Tuesday, January 6, 2009

No Fun


Ron Asheton is dead. For those who don't know, he may have been solely responsible for giving a million guitarists who couldn't "play" but had scads of heart and soul the courage to get out there & do what needed to be done. How did he wield such power? Easy: he was The Stooges guitarist.


Ron was a rudimentary soloist in a time when rock guitarists were masturbating all over the fretboard. When everything else was peace & love, he was greasey & garage-y & full of Nazi memorabilia.


From jump street I was prepared to hate The Stooges. They were the "brother band" of the MC5, with whom at the time I was going through a nasty breakup (my aunt found the 5's lp, which I had lent my wiener cousin, and she went all Tipper Gore over it to my mother about its youth-corrupting properties, and I was banned from the stereo. Begrudgingly I inched towards safer rock & roll. How f#%king stupid was I?). So I figured here's more feedback-laden, out of control high energy noise, nothing like Clapton or The Airplane (yeah, no shit). Cut to a Saturday afternoon in the summer of 1969, & as I was getting in the shower, radio by the sink, WABX is featuring the first ever airplay of the 1st Stooges lp. First up: "No Fun". It was ... primal. Very basic, very rocking, handclaps & fuzzbox. Iggy's voice was the snottiest, most teenage voice I had heard at that point. The Stooges were dripping with "cool". I was too young to catch their shows at that point, but had heard and read all about them. I couldn't imagine their world, until that Saturday afternoon. Sold!


Initially I thought Ron Asheton, who was so not like Clapton or Jerry Garcia or those other counter-culture guitar heroes, played no better than the pork-brained guitarist in my first garage band. I was "going to school" daily on my generation's rock & roll at that time.
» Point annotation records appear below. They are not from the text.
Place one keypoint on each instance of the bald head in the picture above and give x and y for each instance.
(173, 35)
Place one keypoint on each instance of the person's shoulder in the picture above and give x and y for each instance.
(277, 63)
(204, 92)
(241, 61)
At 15 I was trying to wrap my head around not only The Stooges & MC5, but also The Velvet Underground, Coltrane, Howlin' Wolf and Sun Ra. Thank God for WABX.


Wait, this is supposed to be about Ron Asheton, not me. OK. He and original Stooge bassist Dave Alexander went to England in the mid-60s and saw The Who - of which he said he had never seen such pandemonium. I guess that was it for him.


No Who, no Kinks, no ? & The Mysterians, no Velvets, no Hendrix: no Stooges; No Stooges: no Dolls, no Ramones, no Pistols, no Clash, no Fall, no Sonic Youth, no Jack White.

I saw Ron play four times. The first was 1971, just before The Stooges hooked up with Bowie. No plans for any new album at the time, I think the singer was "hurting" and they were about to go on hiatus. What I remember about that show is that Iggy spent the entire set on the floor in the audience & I never saw him. The next two times were in 1973, deep in the throes of glam-rock, the "Raw Power" years when Ron was pushed to playing bass to make room for sheet metal amphetamine guitarist James Williamson. Both '73 shows were famous ones: one was at the St Clair Shores Ice Arena, which was just outrageous because of the venue and the fact that I could literally reach out & touch the band, and they were stellar. The other was the (in)famous final show at the Michigan Palace, where the band were bottled off the stage by a biker gang. They never played again - until the 4th and final time I saw them - 30 years later at the 2003 reunion gig at Pine Knob, with Ron back on guitar. He looked old & fat, like your uncle who pulled out his guitar to rattle off the classic Stooge licks. But he was perfect, it was surreal, and they would go on to do the exact same show for four years, right down to what I originally thought were ad lib moments.


I hope he got some bread from these shows over the past five or so years. The post-reunion album sucked, but what can you do? 60-year-old Stooges can't write 20-year-old Stooges material and still be believable.


And heartbreakingly, The Stooges are being inducted into the Rock & Roll Hall Of Fame this year. Well, they always did want to be someone's dog.